The key factors followed are based on experiences and strategic planning from the FL Copenhagen team in 2019/ 2020.

Team effort: the onboarding process is to be lead by the Community Coordinator, however the more people who takes responsibility over the process, the better. In practice, this means that the entire team shares the planning and execution of the onboarding process.

Start early: ideally the new team shall be officially appointed the day after the last gathering of the program, normally this means in mid-March. In practice, this means that the recruitment process starts already at Gathering 3, usually in December.

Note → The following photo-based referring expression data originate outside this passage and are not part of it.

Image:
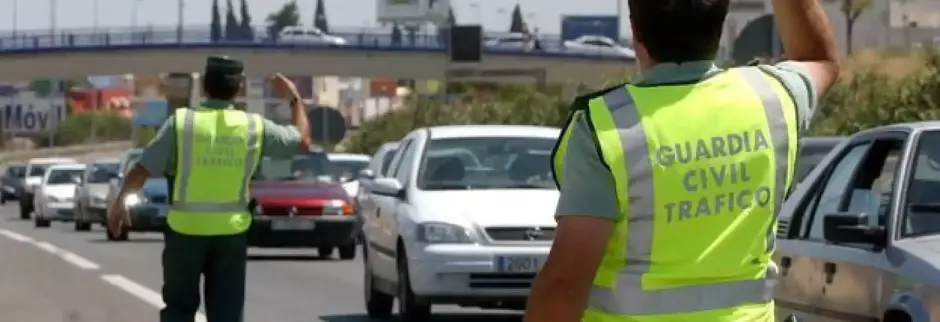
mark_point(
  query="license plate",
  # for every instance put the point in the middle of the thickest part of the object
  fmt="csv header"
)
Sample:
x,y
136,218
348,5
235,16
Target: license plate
x,y
518,264
292,224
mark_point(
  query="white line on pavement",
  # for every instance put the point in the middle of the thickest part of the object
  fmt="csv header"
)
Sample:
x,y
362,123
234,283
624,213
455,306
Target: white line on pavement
x,y
141,292
16,236
79,261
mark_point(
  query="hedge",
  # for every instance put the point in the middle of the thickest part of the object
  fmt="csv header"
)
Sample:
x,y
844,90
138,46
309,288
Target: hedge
x,y
865,97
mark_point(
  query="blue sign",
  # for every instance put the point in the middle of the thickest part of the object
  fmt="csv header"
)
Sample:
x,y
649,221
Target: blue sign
x,y
151,113
32,117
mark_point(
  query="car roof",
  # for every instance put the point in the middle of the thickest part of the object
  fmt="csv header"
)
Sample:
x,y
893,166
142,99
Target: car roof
x,y
348,157
472,131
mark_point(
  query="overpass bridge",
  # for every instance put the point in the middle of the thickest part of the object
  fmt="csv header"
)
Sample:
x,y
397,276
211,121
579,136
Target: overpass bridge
x,y
367,53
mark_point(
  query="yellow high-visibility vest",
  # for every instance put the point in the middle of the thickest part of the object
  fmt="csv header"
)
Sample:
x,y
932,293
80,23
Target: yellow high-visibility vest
x,y
217,153
701,171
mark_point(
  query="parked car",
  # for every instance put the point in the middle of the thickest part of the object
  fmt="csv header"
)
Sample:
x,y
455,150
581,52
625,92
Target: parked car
x,y
349,165
440,231
812,151
12,182
55,194
35,170
91,194
599,45
300,202
308,35
859,240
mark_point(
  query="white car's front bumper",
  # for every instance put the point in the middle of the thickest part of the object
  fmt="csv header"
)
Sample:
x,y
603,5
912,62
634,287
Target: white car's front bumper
x,y
474,271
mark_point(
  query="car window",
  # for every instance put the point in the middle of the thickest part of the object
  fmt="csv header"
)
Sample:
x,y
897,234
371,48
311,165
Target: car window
x,y
396,160
311,166
64,176
498,163
832,191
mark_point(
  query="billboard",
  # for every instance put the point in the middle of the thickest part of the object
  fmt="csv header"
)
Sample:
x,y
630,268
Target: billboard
x,y
576,26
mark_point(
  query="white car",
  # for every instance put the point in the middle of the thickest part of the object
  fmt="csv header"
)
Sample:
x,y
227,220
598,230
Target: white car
x,y
55,195
348,165
308,35
600,45
438,230
35,170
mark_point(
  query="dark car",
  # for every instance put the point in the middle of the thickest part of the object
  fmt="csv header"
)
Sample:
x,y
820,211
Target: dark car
x,y
300,202
12,182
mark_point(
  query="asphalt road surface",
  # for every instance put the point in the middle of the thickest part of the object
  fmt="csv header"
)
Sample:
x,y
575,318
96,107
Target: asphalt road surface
x,y
59,275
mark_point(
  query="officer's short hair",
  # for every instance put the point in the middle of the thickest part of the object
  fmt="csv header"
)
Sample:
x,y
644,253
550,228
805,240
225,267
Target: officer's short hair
x,y
679,30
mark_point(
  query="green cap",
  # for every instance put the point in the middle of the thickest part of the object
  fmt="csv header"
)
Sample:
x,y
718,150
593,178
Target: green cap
x,y
224,66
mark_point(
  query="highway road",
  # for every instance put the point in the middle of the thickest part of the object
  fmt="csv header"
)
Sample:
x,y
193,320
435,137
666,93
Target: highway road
x,y
59,275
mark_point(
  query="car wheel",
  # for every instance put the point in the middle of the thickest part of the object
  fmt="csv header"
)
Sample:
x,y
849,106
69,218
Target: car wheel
x,y
41,223
325,251
348,251
378,304
409,310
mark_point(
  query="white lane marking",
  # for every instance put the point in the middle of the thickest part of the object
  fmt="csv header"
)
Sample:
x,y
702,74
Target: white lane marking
x,y
52,249
16,236
79,261
141,292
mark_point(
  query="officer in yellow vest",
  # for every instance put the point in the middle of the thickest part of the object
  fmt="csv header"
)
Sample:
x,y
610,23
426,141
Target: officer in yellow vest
x,y
670,187
209,155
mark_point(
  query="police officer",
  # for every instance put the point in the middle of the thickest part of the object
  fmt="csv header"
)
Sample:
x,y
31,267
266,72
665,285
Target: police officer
x,y
208,155
670,187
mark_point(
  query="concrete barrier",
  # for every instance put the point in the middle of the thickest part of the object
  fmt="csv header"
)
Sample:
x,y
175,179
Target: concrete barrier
x,y
65,151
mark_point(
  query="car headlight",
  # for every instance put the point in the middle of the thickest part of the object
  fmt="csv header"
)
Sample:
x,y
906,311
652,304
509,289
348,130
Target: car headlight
x,y
132,200
443,233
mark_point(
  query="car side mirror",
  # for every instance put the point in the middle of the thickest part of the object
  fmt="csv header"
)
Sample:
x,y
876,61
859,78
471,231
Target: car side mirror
x,y
389,187
852,228
367,174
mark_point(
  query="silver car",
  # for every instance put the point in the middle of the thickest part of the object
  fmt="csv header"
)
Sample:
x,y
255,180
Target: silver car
x,y
859,239
91,194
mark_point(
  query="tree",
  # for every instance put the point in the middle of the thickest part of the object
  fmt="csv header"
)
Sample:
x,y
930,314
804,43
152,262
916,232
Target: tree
x,y
215,27
319,18
517,24
851,10
231,23
288,15
247,31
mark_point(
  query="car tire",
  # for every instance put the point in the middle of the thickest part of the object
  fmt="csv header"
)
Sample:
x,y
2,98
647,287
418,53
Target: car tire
x,y
378,305
41,223
324,252
409,309
122,236
348,251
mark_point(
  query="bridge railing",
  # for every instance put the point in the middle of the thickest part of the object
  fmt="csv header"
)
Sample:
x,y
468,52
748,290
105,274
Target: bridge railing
x,y
355,38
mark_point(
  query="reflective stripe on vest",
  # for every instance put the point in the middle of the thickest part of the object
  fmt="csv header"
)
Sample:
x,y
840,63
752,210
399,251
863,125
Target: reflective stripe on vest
x,y
226,200
624,290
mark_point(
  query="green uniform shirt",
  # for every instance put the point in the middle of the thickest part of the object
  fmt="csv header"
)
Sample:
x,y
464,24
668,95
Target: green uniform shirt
x,y
588,189
159,156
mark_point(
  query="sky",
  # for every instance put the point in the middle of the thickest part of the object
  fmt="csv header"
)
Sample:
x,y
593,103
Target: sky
x,y
342,14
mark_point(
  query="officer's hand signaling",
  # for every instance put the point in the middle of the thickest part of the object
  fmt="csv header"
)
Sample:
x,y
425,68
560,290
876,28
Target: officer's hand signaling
x,y
284,87
118,217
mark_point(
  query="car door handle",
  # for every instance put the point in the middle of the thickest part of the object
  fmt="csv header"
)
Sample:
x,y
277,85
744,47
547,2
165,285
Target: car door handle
x,y
830,269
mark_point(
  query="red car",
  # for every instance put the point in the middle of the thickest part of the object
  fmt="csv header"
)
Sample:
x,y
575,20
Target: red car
x,y
301,202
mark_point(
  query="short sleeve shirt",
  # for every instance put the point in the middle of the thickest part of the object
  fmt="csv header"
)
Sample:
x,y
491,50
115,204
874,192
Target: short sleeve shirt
x,y
159,156
588,186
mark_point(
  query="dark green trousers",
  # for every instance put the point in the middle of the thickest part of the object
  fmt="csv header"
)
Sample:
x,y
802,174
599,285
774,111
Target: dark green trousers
x,y
221,259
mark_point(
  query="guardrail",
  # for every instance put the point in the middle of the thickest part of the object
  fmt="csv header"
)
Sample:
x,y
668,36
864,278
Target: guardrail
x,y
352,39
66,151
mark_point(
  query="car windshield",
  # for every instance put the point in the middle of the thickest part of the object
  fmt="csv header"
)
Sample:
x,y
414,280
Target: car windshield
x,y
349,168
101,172
16,171
64,176
311,166
922,203
487,163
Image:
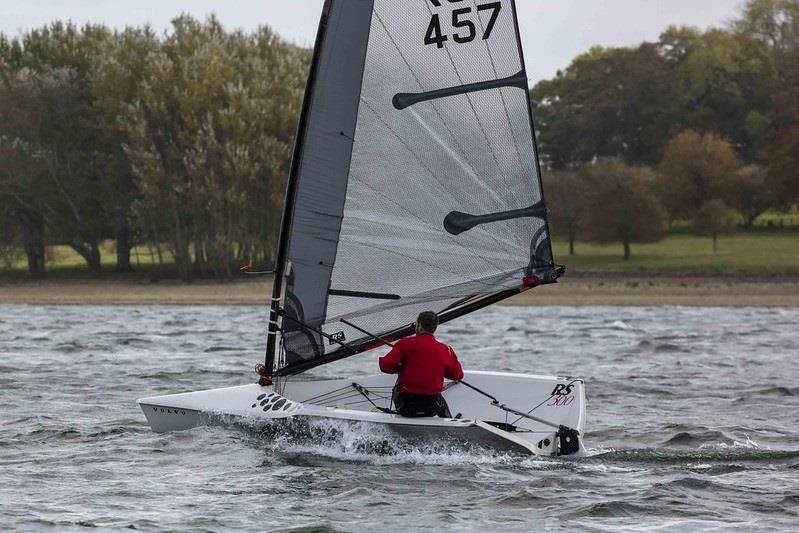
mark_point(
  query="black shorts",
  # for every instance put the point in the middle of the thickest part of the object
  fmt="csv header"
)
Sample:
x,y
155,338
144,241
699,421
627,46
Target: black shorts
x,y
418,405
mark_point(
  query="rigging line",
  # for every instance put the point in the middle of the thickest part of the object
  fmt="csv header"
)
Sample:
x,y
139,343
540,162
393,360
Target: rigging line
x,y
471,104
509,249
429,170
381,339
421,298
572,382
365,394
395,252
501,94
338,394
407,147
453,137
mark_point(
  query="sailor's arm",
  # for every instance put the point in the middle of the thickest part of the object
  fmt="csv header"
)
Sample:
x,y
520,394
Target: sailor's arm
x,y
390,363
453,369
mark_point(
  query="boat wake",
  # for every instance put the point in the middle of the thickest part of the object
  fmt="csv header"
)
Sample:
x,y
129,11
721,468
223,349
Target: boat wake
x,y
348,441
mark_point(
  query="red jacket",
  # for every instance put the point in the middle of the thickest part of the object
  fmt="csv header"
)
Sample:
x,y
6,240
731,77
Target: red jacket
x,y
422,363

More time for the current team means less stress, better expectation setting and a smoother onboarding (which in the longer run leads to a higher quality in delivering the program the coming year). By starting early, momentum will be built up during the year and climax and G5 and G6, thus hopefully creating the perfect timing.

Expectation setting: good expectation setting will result in the right people on the right position. Bad, or even no, expectation setting can result in decreased commitment, burn out and frustration among volunteers. This in return, will decrease the quality of the facilitation and delivery of the FL program to the participants. By listening well to the questions asked by applicants and by answering them in an honest and personal way, alignment will be created between FL’s and the volunteer’s expectations.

Flexibility: the program in Berlin 2019/ 2020 was run by one single FL organizer (Robin), Oslo has had a tradition of having two program leads, while Copenhagen had half a person for that mission. Some communities have challengers and six pioneers, other communities have care bears and only four pioneers. The bottom line here is simple: all teams are different, thus we need to have a creative and flexible mindset when new teams are formed. See the possibilities and divide responsibilities according to the resources and the people available.